Questa è l’ era che deve fare i conti con la più grande massa di ‘trasmissione di notizie’ liberamente circolante in tempo reale della storia umana. Eppure resta ancora una volta irrisolta la domanda di fondo: ‘come’ fare buona e corretta informazione?
Anzi, suonerà paradossale, ma oggi gli interrogativi aumentano piuttosto che diminuire, a confutare il mito di una quantità che avrebbe dovuto fisiologicamente trascinare in alto la qualità giornalistica. Non è dunque un semplice problema di diffusione ma di consapevolezza e responsabilità di chi, ogni giorno, sceglie per passione e lavoro di interpretare il mondo e descriverlo. In soldoni, più che di informazione c’ è bisogno di buona informazione. E buona informazione non significa far parlare la pancia con la scusa della ‘libertà’ ma verificare, approfondire, comparare, studiare. I veri giornali lo fanno.

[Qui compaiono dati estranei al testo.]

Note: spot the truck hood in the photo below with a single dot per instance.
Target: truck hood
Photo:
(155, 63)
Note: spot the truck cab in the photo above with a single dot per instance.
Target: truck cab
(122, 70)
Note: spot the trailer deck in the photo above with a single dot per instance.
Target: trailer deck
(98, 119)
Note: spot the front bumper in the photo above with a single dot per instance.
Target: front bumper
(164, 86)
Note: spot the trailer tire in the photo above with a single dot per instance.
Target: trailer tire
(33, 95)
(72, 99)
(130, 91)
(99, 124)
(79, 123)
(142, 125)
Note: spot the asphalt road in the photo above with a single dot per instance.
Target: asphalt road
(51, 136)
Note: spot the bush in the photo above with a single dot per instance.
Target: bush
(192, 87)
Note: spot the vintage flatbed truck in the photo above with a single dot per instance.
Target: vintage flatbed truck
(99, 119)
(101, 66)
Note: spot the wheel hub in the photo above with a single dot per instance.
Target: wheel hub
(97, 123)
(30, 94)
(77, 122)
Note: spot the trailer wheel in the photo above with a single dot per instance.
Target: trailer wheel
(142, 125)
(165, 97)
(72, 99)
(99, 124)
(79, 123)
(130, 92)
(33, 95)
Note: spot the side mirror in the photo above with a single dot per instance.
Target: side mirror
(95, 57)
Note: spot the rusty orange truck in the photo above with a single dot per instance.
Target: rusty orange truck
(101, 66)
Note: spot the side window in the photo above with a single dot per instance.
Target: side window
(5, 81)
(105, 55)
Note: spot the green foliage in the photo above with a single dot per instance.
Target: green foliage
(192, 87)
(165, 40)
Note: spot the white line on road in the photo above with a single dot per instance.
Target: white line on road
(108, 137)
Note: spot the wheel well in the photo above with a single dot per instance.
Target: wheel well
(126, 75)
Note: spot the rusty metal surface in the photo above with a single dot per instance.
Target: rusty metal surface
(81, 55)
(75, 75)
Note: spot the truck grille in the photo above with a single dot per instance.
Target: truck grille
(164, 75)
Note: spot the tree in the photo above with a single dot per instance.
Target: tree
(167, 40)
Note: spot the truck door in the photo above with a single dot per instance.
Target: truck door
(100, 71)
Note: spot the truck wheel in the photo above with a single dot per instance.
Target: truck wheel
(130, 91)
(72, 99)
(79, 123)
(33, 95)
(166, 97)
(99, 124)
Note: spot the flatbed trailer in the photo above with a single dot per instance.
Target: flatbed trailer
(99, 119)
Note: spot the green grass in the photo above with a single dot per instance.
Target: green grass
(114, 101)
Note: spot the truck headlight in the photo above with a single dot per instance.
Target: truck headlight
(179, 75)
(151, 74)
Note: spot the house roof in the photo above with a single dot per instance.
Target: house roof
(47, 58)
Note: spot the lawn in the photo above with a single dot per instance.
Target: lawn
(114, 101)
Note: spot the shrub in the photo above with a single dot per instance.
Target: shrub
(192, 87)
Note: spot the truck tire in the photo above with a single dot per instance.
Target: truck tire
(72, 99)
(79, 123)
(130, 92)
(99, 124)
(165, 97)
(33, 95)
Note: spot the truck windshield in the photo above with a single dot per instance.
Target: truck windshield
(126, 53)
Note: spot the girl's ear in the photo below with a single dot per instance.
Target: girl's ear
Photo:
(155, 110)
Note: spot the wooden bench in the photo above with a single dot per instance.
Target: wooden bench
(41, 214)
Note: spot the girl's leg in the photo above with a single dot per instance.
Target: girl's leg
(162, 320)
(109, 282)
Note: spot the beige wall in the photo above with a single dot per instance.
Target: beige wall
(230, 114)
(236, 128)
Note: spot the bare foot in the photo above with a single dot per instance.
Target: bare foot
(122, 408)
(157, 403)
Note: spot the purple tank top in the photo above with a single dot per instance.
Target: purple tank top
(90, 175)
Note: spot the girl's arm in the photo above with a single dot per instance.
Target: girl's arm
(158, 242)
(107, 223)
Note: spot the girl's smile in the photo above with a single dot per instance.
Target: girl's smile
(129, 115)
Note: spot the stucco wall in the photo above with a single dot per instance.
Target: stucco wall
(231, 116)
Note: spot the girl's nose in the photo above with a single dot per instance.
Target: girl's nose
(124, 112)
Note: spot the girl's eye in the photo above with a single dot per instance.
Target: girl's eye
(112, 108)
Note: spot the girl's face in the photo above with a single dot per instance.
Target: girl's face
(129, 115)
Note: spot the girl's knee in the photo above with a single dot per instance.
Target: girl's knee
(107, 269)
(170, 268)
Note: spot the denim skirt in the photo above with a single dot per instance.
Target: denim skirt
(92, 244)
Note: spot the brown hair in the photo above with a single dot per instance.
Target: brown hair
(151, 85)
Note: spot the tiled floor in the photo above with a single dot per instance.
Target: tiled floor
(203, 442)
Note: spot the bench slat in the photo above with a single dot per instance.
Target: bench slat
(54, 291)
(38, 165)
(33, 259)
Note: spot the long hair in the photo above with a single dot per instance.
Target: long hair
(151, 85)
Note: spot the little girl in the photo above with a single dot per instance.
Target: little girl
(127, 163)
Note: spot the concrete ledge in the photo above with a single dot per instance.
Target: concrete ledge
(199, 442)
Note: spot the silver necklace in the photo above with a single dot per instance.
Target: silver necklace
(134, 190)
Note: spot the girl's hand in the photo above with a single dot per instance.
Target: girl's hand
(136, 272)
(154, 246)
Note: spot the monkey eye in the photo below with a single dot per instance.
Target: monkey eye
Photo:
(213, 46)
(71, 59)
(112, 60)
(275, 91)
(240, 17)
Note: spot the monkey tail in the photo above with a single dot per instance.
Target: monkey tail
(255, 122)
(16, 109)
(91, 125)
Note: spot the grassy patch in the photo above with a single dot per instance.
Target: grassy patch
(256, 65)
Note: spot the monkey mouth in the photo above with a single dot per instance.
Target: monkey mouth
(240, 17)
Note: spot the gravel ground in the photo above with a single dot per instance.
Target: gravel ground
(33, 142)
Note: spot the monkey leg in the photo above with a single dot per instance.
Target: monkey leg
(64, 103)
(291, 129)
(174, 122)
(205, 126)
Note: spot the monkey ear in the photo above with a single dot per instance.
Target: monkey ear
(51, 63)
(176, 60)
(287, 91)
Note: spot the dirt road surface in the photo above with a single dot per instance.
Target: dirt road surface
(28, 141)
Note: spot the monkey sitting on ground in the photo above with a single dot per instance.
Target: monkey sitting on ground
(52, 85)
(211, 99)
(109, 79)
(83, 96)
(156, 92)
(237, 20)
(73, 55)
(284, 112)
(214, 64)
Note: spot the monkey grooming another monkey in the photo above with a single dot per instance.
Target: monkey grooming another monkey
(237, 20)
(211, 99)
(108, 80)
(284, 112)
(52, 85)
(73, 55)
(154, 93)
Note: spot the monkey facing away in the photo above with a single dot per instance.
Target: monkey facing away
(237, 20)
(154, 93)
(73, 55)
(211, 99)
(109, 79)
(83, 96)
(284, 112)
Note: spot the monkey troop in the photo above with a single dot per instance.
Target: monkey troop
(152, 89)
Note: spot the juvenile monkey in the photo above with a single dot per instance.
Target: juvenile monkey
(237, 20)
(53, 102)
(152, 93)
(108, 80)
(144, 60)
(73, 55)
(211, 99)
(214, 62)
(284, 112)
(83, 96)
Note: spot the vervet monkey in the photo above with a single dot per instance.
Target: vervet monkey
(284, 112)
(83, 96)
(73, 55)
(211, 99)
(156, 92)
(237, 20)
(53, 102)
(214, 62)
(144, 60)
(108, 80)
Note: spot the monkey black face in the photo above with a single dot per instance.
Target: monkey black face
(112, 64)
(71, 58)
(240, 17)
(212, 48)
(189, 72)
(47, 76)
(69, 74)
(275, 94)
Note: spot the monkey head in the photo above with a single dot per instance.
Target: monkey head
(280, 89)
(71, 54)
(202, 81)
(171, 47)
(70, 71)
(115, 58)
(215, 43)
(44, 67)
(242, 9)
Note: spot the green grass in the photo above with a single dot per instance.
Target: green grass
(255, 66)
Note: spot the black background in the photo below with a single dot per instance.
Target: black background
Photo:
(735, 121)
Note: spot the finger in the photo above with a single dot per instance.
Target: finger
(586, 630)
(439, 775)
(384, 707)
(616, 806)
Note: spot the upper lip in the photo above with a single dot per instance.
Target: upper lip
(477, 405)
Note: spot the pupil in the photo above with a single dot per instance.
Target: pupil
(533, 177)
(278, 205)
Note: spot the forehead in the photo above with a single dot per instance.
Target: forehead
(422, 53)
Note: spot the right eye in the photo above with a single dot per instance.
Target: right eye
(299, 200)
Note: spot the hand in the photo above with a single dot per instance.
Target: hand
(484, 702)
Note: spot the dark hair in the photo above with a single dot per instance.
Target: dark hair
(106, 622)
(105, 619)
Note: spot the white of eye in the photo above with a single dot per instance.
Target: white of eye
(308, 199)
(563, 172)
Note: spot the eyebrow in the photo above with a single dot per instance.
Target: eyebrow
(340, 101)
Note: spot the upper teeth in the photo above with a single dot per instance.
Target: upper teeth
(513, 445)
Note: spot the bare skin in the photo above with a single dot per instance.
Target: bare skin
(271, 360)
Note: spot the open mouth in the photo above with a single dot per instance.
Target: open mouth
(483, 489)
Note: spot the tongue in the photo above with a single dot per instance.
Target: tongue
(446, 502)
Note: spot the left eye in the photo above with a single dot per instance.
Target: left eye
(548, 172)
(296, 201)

Possono sbagliare ma con coscienza e amore per il mestiere lo fanno. E sono tanto più convinti di farlo quanto più sono liberi, ovvero non sottoposti alle pressioni di qualsiasi soggetto che usi la penna e il foglio stampato per un interesse diverso dal lettore. L’ editore puro è una sorta di utopia, si dice, ormai da decenni. E non solo in Italia. Il senso originario dell’ intervento governativo in ambito editoriale risiede(va) proprio in questo anfratto: cercare di arginare il tentativo di grandi gruppi o tycoon miliardari di fare dei giornali e delle tivù strumenti di pressioni indebite o addirittura consenso personale. Quell’ inter vento era ed è un’ affermazione di democrazia; una maniera per ribadire come l’ informazione giornalistica libera e pura sia ancora possibile. Purtroppo, anche in questo caso, sprechi, stravolgimenti, storture hanno condotto un provvedimento dalla motivazione nobile in una secca pericolosa. E adesso non è facile virare la rotta. Io credo e sostengo ancor oggi con forza la necessità di un’ informazione pura, libera da condizionamenti, non esclusivo appannaggio di poteri forti a tutto interessati tranne che a condividere i fatti.
E credo e sostengo soprattutto il ruolo degli editori puri, delle operazioni giornalistiche vere, che si trovano anche (soprattutto) in ambito locale, e che devono trovare spazio e supporto nello spirito originario di leggi dall’ intento condivisibile. C’ è bisogno di buona informazione, c’ è bisogno di informazione slegata da interessi ‘altri’, c’ è bisogno di buoni giornalisti. Per questo il Governo deve scindere il grano dal loglio e separare le storture e le furbizie dalle iniziative d’ informazione vere. Azzerare il sostegno sarebbe come dare un colpo mortale alla buona stampa e alla buona informazione. Io come lettore e amministratore non lo posso accettare.
Farò in modo, in sinergia con sindaci e parlamentari del nostro territorio, di portare queste posizioni all’ attenzione del Parlamento.